A read only input helper would be a sensor… not an input.

Based on that opinion, CentralCommand and TheFes offered straightforward ways of employing a Trigger-based Template Sensor whose value can be easily set by a service call, just like for an Input helper. CentralCommand’s example offers the additional advantage of supporting device_class and unit_of_measurement so the value’s appearance in the UI can be influenced (not possible with Input helpers).

I entirely disagree, but this is clearly not the place to discuss this. So I will leave it at that and not drag this WTH any further offtopic.

Just one thing : input helpers do absolutely support unit_of_measurement. I use it all the time.

Yes, you’re correct; Input Number supports unit_of_measurement but not device_class. All other Input helpers support neither (nor icon); a Template Sensor offers far more control over its value’s appearance.

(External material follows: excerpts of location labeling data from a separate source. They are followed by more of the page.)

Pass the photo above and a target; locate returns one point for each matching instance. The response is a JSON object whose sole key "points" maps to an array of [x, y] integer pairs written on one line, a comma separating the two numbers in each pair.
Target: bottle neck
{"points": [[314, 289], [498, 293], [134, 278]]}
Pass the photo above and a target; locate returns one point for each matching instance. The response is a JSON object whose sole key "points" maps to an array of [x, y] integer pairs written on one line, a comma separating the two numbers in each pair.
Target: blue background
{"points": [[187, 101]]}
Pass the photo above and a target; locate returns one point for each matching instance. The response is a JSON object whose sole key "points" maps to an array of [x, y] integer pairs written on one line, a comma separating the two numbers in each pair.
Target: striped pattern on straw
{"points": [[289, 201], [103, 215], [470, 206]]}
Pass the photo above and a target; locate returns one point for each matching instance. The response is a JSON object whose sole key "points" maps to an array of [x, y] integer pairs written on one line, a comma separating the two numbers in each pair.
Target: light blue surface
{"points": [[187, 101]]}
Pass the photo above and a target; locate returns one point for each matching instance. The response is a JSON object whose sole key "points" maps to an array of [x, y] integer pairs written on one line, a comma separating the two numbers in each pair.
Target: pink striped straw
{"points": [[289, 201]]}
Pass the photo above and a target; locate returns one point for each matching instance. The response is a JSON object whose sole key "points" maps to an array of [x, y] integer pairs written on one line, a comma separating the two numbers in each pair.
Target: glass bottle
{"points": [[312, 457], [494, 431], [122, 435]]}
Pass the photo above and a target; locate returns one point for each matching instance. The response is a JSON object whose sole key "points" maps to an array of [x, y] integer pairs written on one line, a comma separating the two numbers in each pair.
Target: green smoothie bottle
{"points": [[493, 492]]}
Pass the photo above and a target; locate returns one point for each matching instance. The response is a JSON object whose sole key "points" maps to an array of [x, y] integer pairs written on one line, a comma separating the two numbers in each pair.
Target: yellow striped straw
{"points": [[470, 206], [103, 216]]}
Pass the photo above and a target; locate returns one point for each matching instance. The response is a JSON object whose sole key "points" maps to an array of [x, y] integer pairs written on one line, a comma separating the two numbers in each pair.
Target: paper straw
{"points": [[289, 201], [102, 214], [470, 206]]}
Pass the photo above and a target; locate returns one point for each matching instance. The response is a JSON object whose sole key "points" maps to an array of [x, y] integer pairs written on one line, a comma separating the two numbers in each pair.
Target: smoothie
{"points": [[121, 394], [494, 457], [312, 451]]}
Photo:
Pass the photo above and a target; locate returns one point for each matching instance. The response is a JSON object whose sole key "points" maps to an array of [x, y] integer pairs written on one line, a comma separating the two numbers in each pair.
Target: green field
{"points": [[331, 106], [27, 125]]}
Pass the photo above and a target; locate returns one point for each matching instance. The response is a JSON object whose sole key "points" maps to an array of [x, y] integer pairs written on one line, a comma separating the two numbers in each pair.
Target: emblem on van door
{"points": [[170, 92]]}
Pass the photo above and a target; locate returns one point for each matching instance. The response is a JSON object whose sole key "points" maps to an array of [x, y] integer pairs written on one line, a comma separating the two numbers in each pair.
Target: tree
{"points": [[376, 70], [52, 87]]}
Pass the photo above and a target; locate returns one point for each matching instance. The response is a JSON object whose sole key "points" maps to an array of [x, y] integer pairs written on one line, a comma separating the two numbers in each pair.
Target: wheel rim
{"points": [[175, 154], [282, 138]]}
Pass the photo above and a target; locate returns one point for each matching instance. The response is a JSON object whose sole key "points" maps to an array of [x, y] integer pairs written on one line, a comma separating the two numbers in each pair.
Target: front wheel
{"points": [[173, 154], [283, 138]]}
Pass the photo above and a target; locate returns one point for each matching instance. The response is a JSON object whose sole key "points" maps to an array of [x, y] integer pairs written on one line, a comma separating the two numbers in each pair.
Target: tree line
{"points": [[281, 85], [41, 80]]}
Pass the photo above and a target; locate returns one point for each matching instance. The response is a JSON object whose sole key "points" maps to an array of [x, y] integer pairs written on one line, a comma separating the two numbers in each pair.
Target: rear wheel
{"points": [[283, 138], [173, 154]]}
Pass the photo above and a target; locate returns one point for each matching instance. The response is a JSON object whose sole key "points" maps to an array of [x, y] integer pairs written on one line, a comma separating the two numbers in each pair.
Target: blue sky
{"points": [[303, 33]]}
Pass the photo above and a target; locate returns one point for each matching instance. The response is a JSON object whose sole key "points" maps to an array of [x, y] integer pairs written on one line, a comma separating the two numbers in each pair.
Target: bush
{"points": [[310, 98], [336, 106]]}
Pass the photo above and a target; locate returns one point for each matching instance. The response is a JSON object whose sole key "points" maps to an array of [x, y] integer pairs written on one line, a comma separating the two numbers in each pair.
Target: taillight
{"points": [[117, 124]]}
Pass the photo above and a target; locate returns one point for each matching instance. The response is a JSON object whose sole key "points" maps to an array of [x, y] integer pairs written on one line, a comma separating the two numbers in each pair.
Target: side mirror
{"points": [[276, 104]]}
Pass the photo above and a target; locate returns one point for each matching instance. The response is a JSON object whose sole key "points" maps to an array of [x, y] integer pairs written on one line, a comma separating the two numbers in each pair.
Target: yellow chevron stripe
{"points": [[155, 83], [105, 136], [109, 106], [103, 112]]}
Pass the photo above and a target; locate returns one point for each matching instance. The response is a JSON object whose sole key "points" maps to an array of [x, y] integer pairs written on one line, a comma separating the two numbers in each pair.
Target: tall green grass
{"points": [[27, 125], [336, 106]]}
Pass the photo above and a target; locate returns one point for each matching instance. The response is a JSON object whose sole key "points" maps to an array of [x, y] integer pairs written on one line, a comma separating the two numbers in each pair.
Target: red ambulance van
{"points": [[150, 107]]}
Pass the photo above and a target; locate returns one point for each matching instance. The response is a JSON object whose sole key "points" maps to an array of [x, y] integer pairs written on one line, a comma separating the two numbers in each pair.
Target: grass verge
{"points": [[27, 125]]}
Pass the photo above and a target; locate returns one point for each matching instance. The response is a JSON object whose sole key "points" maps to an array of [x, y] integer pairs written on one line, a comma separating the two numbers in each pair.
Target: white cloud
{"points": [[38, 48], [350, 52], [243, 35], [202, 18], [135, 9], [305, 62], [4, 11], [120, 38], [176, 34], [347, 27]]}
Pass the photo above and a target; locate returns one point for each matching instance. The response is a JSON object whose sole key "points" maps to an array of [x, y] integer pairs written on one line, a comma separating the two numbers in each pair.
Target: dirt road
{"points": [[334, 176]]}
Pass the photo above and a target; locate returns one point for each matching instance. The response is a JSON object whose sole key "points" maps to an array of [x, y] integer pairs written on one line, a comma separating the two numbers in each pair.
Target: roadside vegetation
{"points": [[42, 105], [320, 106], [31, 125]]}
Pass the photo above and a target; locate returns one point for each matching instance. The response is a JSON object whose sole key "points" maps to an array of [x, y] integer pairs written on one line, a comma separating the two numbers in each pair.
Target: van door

Input number, input text and input select all support icon. I don’t really see the point of UoM on anything other than a number. The lack of device_class and state_class configurability is indeed a shortcoming and could / should be addressed in the future.

Template Sensors also supports all the attributes needed for long term energy measurement so that would be useful for someone who wants to create a “variable” for that purpose.

I suspect it may face the same objection that Frenck posted earlier.

? I didn’t. There’s no attributes at all in here:

I mentioned if you wanted attributes you could do that too since I know the variables component supports that. But this entity just has a state.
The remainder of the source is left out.